Self-reporting is the most reliable indicator of pain and hence talking to patients and asking them about they feel is an integral part of pain assessment. The therapist may also want to know about your past medical history, medications, lifestyle (e.g., smoking, alcohol intake), family history, and psychosocial history.

It is important that you spend considerable time with the therapist and tell in detail about the pain you are suffering. The therapist would want to gather information regarding the characteristics of pain, its location, duration and intensity,etc. The following table 1 gives a clear picture of the questions that your therapist is likely to ask to get your health history and understand your condition well.

 

Table 1: Patient History for Assessment of Pain

The Clinical Parameter The Information for Clinician Possible Question for Patient
Pain Characteristics Onset and duration of pain
  • When did your pain start?
  • How often does it occur?
  • How long does it last?
Location
  • Where does it hurt?

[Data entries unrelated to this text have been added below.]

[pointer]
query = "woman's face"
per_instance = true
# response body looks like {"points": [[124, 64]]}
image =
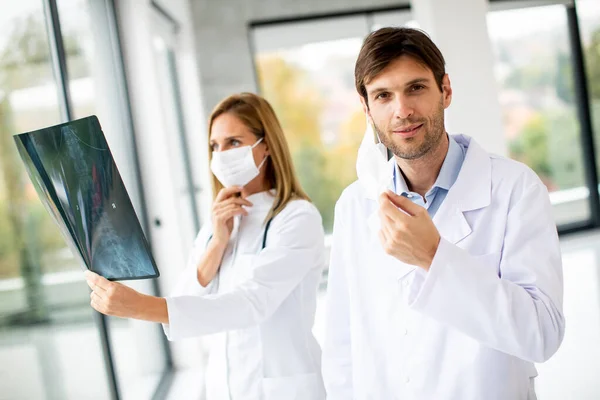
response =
{"points": [[229, 132]]}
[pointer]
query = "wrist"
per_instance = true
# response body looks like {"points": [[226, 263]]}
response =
{"points": [[153, 309]]}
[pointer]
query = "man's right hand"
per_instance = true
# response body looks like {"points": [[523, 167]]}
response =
{"points": [[227, 205]]}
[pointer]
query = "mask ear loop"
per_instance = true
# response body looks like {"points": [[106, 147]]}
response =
{"points": [[376, 137]]}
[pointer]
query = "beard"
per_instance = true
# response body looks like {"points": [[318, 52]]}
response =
{"points": [[410, 149]]}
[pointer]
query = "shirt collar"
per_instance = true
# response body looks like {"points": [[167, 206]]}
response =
{"points": [[448, 173]]}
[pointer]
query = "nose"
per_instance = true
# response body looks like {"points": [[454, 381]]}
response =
{"points": [[403, 108]]}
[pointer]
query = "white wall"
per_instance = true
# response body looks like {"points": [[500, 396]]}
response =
{"points": [[222, 37]]}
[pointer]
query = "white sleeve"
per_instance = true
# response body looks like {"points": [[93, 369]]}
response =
{"points": [[517, 311], [295, 247], [337, 358], [187, 282]]}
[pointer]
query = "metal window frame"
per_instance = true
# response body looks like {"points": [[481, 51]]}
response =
{"points": [[59, 65]]}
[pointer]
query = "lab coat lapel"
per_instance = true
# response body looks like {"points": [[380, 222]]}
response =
{"points": [[471, 191]]}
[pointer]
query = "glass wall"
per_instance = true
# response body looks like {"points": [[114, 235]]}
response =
{"points": [[535, 75], [589, 25], [51, 346], [305, 69]]}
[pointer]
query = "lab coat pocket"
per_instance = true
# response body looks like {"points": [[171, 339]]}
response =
{"points": [[490, 260], [295, 387]]}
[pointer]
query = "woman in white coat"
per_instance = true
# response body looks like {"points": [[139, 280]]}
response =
{"points": [[253, 273]]}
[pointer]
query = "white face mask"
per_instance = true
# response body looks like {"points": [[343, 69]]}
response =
{"points": [[235, 167], [372, 168]]}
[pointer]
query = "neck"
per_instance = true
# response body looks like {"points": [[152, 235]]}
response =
{"points": [[255, 187], [420, 174]]}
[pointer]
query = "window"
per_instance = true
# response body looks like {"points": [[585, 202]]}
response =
{"points": [[534, 72], [589, 25], [306, 71], [56, 342], [45, 317]]}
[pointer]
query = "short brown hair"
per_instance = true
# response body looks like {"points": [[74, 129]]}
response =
{"points": [[385, 45], [257, 114]]}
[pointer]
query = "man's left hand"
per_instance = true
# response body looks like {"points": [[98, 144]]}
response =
{"points": [[407, 231]]}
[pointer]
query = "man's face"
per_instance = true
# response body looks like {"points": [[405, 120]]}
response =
{"points": [[407, 107]]}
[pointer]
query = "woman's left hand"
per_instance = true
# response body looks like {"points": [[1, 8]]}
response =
{"points": [[113, 298]]}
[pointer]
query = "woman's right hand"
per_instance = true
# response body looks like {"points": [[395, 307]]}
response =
{"points": [[227, 205]]}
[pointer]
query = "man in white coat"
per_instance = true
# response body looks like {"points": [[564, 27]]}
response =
{"points": [[445, 281]]}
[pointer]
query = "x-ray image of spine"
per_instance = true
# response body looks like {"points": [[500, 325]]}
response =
{"points": [[79, 164]]}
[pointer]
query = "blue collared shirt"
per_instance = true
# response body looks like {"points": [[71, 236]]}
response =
{"points": [[446, 178]]}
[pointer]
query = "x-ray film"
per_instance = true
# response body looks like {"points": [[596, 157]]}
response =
{"points": [[76, 178]]}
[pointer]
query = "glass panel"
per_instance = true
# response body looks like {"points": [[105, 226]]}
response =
{"points": [[311, 88], [96, 88], [589, 24], [49, 344], [533, 69]]}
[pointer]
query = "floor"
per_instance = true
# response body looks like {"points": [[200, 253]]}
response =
{"points": [[65, 361]]}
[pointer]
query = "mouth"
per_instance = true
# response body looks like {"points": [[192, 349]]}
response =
{"points": [[409, 131]]}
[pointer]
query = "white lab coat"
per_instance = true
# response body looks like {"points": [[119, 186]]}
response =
{"points": [[470, 328], [261, 307]]}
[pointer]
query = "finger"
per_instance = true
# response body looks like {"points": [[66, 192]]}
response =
{"points": [[94, 280], [227, 215], [404, 204], [97, 306], [225, 193], [98, 296], [391, 210]]}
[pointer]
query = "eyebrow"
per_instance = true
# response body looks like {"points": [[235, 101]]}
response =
{"points": [[409, 83], [227, 138]]}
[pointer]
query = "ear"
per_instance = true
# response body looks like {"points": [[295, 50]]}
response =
{"points": [[446, 91], [366, 109]]}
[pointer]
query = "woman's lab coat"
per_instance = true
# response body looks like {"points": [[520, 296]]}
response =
{"points": [[472, 327], [261, 307]]}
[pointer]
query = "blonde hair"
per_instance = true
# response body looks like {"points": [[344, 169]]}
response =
{"points": [[258, 115]]}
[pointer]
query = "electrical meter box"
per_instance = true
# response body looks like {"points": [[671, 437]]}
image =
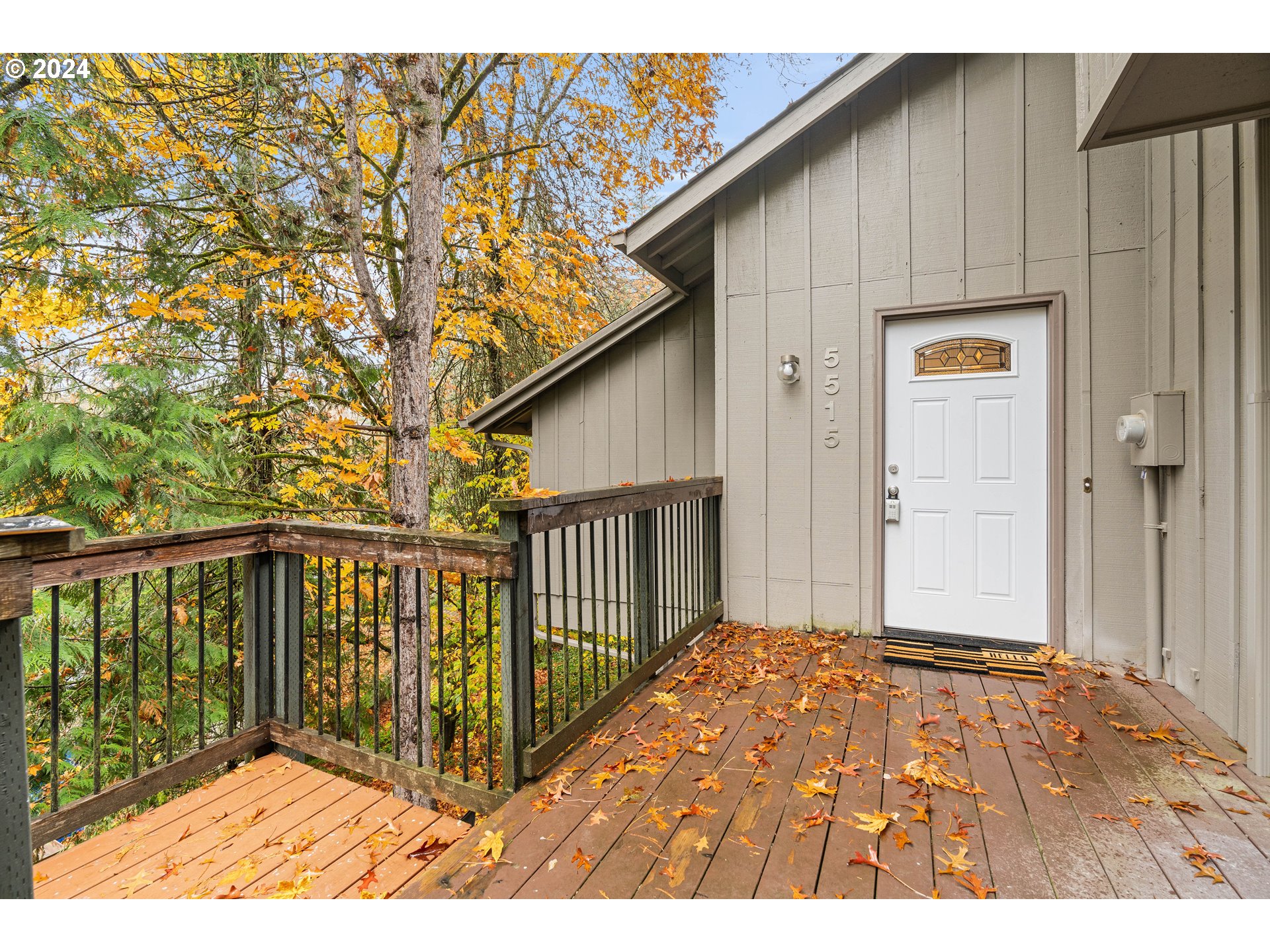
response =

Is there more than one site?
Intensity On a scale of 0 (no pain) to 10 (worst pain),

  • How much does it hurt right now?
  • How much does it hurt at its worst?
Description
  • What does your pain feel like?
  • Is it stabbing, burning, pricking, etc.?

 

  Aggravating and relieving factors
  • What makes your pain better?
  • What makes your pain worse?
Management Strategies Treatment options given in past and at present
  • What methods have you tried to relieve your pain?
  • Were they or are they effective?
Medical History Prior illnesses
  • How is your general health?
  • Have you had any illnesses in the past?
Family History Family history of chronic pain
  • Is anyone in your family has problems with pain?
Psychosocial
Assessment
Depressive symptoms
  • Are you suffering from any kind of stress?
  • Does the pain affect your mood?
Impact on Daily Life Impact of pain on work, sleep, and relationships
  • Is pain affecting your daily activities?
  • Your work?
  • Relationships?
Patients Expectations Expectations and goal in pain management
  • What expectations do you have from the treatment that you will be undergoing?